Сергей Невский15 ноября 2001 г.

Об отношениях одного из старейших искусств с его успешным младшим собратом.

https://p.dw.com/p/1N6D
Фото: AP

Общество раскололось на две неравные части. Большинство полагает, что важнейшим из искусств является кино. Меньшинство по инерции продолжает считать театр высоким искусством, не замечая его безуспешных попыток стать искусством массовым. Чтобы достичь этой цели, многие театральные режиссёры в последнее время обращаются, в частности, к сценариям успешных фильмов.

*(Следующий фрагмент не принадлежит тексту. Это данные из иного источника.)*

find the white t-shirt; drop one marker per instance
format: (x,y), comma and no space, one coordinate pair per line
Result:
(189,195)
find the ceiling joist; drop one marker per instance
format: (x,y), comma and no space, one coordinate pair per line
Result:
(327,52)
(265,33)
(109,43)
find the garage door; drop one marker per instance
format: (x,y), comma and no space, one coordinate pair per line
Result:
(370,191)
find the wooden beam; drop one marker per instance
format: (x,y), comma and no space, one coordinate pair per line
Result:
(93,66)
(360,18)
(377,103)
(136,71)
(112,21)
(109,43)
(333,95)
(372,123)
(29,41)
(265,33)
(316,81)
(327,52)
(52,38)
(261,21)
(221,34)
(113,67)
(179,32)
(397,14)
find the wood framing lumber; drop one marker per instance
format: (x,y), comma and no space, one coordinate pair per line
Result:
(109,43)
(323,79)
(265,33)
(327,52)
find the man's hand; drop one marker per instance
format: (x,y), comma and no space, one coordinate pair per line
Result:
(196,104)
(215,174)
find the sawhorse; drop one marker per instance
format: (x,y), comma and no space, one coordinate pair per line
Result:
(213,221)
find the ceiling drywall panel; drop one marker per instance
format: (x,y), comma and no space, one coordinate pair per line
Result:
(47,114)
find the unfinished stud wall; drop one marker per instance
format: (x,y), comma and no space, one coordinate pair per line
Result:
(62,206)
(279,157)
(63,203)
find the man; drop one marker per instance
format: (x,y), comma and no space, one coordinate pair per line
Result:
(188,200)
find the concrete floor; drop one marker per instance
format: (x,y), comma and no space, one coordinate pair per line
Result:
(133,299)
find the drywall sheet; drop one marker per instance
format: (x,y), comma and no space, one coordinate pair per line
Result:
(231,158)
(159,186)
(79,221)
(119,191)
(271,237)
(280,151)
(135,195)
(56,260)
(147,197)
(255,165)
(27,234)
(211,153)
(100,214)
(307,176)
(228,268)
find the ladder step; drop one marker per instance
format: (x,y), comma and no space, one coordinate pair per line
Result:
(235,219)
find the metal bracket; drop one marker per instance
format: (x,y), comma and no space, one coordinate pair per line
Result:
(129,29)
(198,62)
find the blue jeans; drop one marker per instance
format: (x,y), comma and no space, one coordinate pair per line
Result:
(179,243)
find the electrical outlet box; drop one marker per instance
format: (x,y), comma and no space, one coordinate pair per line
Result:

Один из первых фильмов в истории кино был заснятым на плёнку представлением в Берлинском варьете "Винтергартен". Несколько позже между театром и кино установилась прочная связь. Театр поставлял кино сюжеты и актёров, этот процесс не прервался и по сей день. Кино воплощало эти сюжеты недоступными театру средствами. Поначалу для актёра переход из театра в кино был самоограничением, отказом от целого ряда выразительных средств. Снималась речь и возможность передавать звуковые нюансы при помощи голоса. Жест утрировался, с гримом из-за повышенной светочувствительности тогдашних фильмов дело обстояло ещё хуже. Короче, для бедных актёров переход из театра в кино оборачивался спуском этажом ниже, в балаган, хотя и высокооплачиваемым.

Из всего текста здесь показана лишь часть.